In recent times, an opinion has been gaining ground which mirrors the pessimistic scenario for the US currency because in the years to come the dollar is expected to gradually lose its role as the leading global reserve currency (see e.g. Bergsten (1997), Mundell (1998), Wyplosz (2001), Chinn & Frankel (2005)).This is postulated to be a consequence of changes in oil trading as oil-exporting countries will start charging for oil in euros and the latter will accordingly supplant dollars. 
Editor's note: I'm not sure, so any oil specialists please let me know, but I still don't think there is a meaningful amount of oil being priced in euros at this time.
Similarly, the beginning of the end of the dollar’s role as the leading international monetary currency could also involve the decision announced by China in July 2003 to switch some of its reserves out of dollars and into euros (Sharma et al., 2004).

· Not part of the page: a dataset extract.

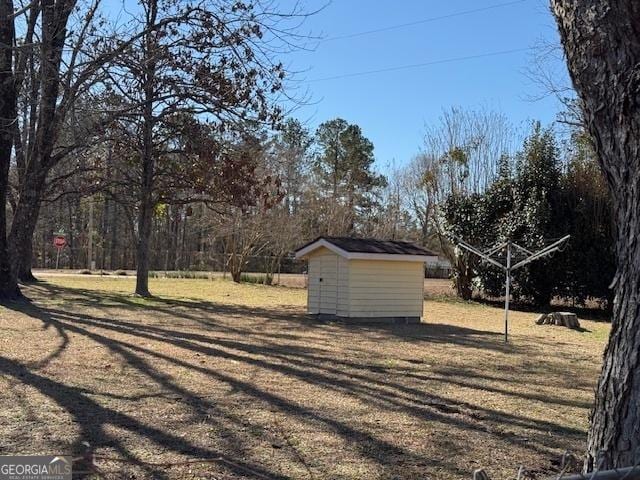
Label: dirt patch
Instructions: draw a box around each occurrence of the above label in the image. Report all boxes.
[0,277,608,480]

In the past, China tied its currency to the dollar while at present it fixes it against a basket of currencies. This example was followed by some Asian central banks which have diversified some of their reserves into euros.
China has certainly diversified some of its fx reserves, but since they do not report their currency breakdown, estimates are that at most 20-25% is held in euros. The euro diversification of allocated reserves stabilized at ~20% of FX reserves and seems not to be rising.

Unfortunately, due to recent events that are once again destabilizing the euro zone, I can't imagine that will contribute to a further FX diversification into euros at this time. It will no doubt happen that the US dollar will share "reserve status" - and eventually be completely supplanted - by another currency or basket of  currencies.